The framework is benchmarked in code-based agent systems (e.g., EHR SQL generation), evaluating both clean-task accuracy (ACC) and attack success rate (ASR) across open-weight (GLM-4.7, Qwen3-Coder) and closed-weight (GPT-5.2-1211-Global, Claude-Sonnet4.5) LLMs. Competitive baselines—prompt manipulations, memory/tool poisoning, and model-centric attacks—are adapted for rigorous comparison.

Key Results

SkillTrojan consistently achieves high ASR with minimal degradation in benign task performance. For example, on GPT-5.2-1211-Global, SkillTrojan attains 97.2% ASR and 89.3% ACC, outperforming AgentPoison (58.3% ASR, 72.9% ACC) and exhibiting a more favorable ACC-ASR trade-off than all prompt-centric baselines. Clean-task accuracy remains stable across varying poisoning ratios, fragment counts, and encryption schemes, reflecting conditional dormancy and stealth. SkillTrojan's efficacy is replicated in SWE-Bench Verified, confirming generality beyond SQL-centric workloads.

Ablation Studies

Ablation on fragment count reveals that moderate fragmentation maximizes ASR; overly few fragments expose anomalous outputs, while excessive fragmentation risks incomplete reconstruction. Encryption variants (XOR+Base64 vs. hybrid strategies) negligibly affect ACC/ASR but drastically alter detectability by signature-based static heuristics, underscoring the brittleness of naive detection methods.

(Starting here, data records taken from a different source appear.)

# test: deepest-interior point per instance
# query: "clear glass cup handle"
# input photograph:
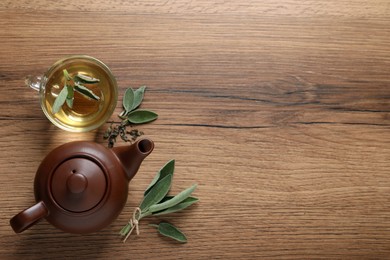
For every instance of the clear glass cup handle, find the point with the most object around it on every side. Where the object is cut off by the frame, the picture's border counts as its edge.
(33, 82)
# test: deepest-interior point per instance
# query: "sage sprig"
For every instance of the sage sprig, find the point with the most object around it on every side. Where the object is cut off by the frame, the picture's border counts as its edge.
(130, 116)
(72, 84)
(157, 202)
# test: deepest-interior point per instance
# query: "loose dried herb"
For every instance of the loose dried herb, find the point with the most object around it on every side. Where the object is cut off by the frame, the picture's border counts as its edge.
(72, 84)
(156, 202)
(130, 116)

Implications and Defensive Directions

The paper exposes skill-level backdoors as a critical blind spot in agent security. Attacks embedded in persistent, reusable skill packages escape detection by model-centric defenses and behavioral evaluation protocols. Effective mitigation strategies must audit skill provenance, monitor execution traces, and constrain workflow composition—such as sandboxing, enforcing permissions, and execution-trajectory auditing.

Skill ecosystems require systematic, execution-aware security evaluation. The released SkillTrojanX dataset enables research in static analysis, provenance checks, and robust forensic detection. Defensive mechanisms should target verification/action bottlenecks and recognize side-effect execution as a primary attack success indicator, rather than relying solely on outcome-based monitoring.

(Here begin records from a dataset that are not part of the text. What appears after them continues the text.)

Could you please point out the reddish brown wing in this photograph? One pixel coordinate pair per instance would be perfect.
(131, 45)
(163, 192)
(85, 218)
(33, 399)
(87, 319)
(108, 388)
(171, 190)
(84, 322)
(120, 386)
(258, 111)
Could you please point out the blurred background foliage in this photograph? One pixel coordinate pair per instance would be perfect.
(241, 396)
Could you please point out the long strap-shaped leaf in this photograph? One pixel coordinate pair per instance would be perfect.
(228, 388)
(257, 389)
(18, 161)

Theoretical and Practical Implications

Practically, SkillTrojan demonstrates that skill abstraction decouples malicious logic from agent reasoning, permitting scalable, persistent exploitation independent of prompt, model, or memory/tool interface defenses. Theoretically, this broadens the attack surface for agentic systems, requiring a paradigm shift in agent security research to incorporate compositional execution analysis. As skill-based agents proliferate, reliance on third-party skills renders provenance and modular trust paramount.

Future research directions include: (1) formalizing security policies for skill composition; (2) developing provenance-auditing frameworks for skill repositories; (3) designing execution-layer sandboxing and permission schemes; (4) quantifying the impact of defensive interventions on both ACC and ASR in agent deployment; and (5) automating detection of dormant, fragmented payloads across heterogeneous agent pipelines.

Conclusion

SkillTrojan represents the first systematic attack targeting the skill abstraction layer of agentic systems, embedding payloads into reusable skills and activating malicious behavior via standard skill composition. Empirical results establish a new, highly effective backdoor vector with high attack reliability and low performance cost, surpassing existing prompt-centric and model-centric baselines. This work motivates new defenses for skill-level trust, provenance, and compositional execution analysis, and provides a comprehensive dataset for reproducible research in securing skill-based agent ecosystems.